Within the broad scope of the pharmaceutical sciences, the College of Pharmacy has four major focus areas, around which our divisional organizational structure and Ph.D. specialty programs are organized. The medicinal chemistry and pharmacognosy discipline involves the discovery and development of new drugs. The pharmaceutics area focuses on drug effects on cells and tissues, analysis of changes in drug effects over time, and on drug delivery and targeting systems. The pharmacology area concentrates on determination of biochemical and physiological mechanisms by which drugs exert their biological effects. The pharmacy practice and administration discipline focus is defining optimal dosage regimens of drugs, people's attitudes and behaviors relative to use of medicines, and economic issues related to use of drugs.
Our research activities can be described in terms of therapeutic benefit to be derived from the research work. Major activities relate to drugs used to treat cancer, drugs that affect the brain, drugs used to treat heart and vascular diseases, optimizing use of medicines, and drug delivery and targeting to specific organs or cell types in the body.

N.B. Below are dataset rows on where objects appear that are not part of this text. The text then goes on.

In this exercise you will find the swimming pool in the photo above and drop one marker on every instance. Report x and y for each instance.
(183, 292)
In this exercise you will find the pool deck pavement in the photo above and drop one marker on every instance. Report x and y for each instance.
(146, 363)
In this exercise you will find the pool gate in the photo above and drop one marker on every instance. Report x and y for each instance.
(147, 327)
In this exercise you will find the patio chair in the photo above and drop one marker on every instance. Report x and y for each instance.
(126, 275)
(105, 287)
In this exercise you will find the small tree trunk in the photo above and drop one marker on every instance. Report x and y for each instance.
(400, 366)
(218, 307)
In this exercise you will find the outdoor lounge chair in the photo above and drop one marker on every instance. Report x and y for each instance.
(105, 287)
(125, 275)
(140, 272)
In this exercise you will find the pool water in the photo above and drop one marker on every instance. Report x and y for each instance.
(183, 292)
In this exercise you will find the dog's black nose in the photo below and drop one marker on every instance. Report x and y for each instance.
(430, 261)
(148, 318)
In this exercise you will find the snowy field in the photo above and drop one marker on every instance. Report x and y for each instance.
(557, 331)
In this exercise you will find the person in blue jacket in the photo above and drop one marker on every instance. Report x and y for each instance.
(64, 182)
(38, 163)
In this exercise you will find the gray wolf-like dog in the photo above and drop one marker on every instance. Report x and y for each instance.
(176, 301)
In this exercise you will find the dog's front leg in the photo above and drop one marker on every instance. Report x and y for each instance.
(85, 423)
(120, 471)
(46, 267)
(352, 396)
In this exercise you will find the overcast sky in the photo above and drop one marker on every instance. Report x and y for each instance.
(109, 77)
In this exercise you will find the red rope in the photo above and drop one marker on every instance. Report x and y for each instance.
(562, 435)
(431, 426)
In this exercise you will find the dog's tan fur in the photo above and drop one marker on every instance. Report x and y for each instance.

Activities related to cancer include: studies on the biochemical abnormalities that cause a cell to be cancerous; developing specific regimens that optimize therapy for bladder, head, and neck cancers; developing new drugs relating to steroid hormones and retinoids; discovering natural products effective in treating cancers; minimizing adverse gastrointestinal effects of currently used drugs; and targeting anticancer drugs to specific organs and selectively to cancerous cells. Our faculty who are involved in this research effort are also participants in the Comprehensive Cancer Center.
Neuropharmacology research areas include drug abuse and addictions, neurodegenerative diseases, neuronal regulation of organs, and control of pain.
Cardiovascular pharmacology activities focus on oxidative mechanisms in cardiovascular diseases, diabetes, and electrical rhythms in the heart. This program involves interdisciplinary activities with the Heart and Lung Institute, College of Medicine, College of Veterinary Sciences, and Cleveland Clinic.
Relative to optimizing the use of medicines, activities include procedures to minimize adverse effects from the use of medicines, evaluation of economic aspects of the use of medicines, and development of pediatric dosing regimens.
One of the developments of the last few years is the discovery that large molecules such as proteins and oligonucleotides (including genes) can be effective therapeutic agents. A major difficulty in using these is lack of effectiveness when taken orally. We have activities focusing on use of special carriers to allow oral use of such medicines. Other work seeks to develop more effective delivery of drugs to specific areas of the body through use of a variety of biochemical carrier mechanimsms.
Approximately 40 faculty are actively involved in research. Of these, one has the honor of being a Distinguished University Professor, two have received distinguished teaching awards, fourteen are fellows of the American Association of Pharmaceutical Scientists, four are fellows of the American Association for the Advancement of Science, and five have received national research awards. For calendar year 2001, faculty in our college were authors on 120 refereed publications and were supported by $7,765,041 in external funding. Approximately 100 pharmacy graduate students and 15 graduate students from interdisciplinary programs are also involved in research activities. Interdisciplinary program involvement includes Ohio State Biochemistry Program, Molecular Cellular and Developmental Biology, and Neuroscience.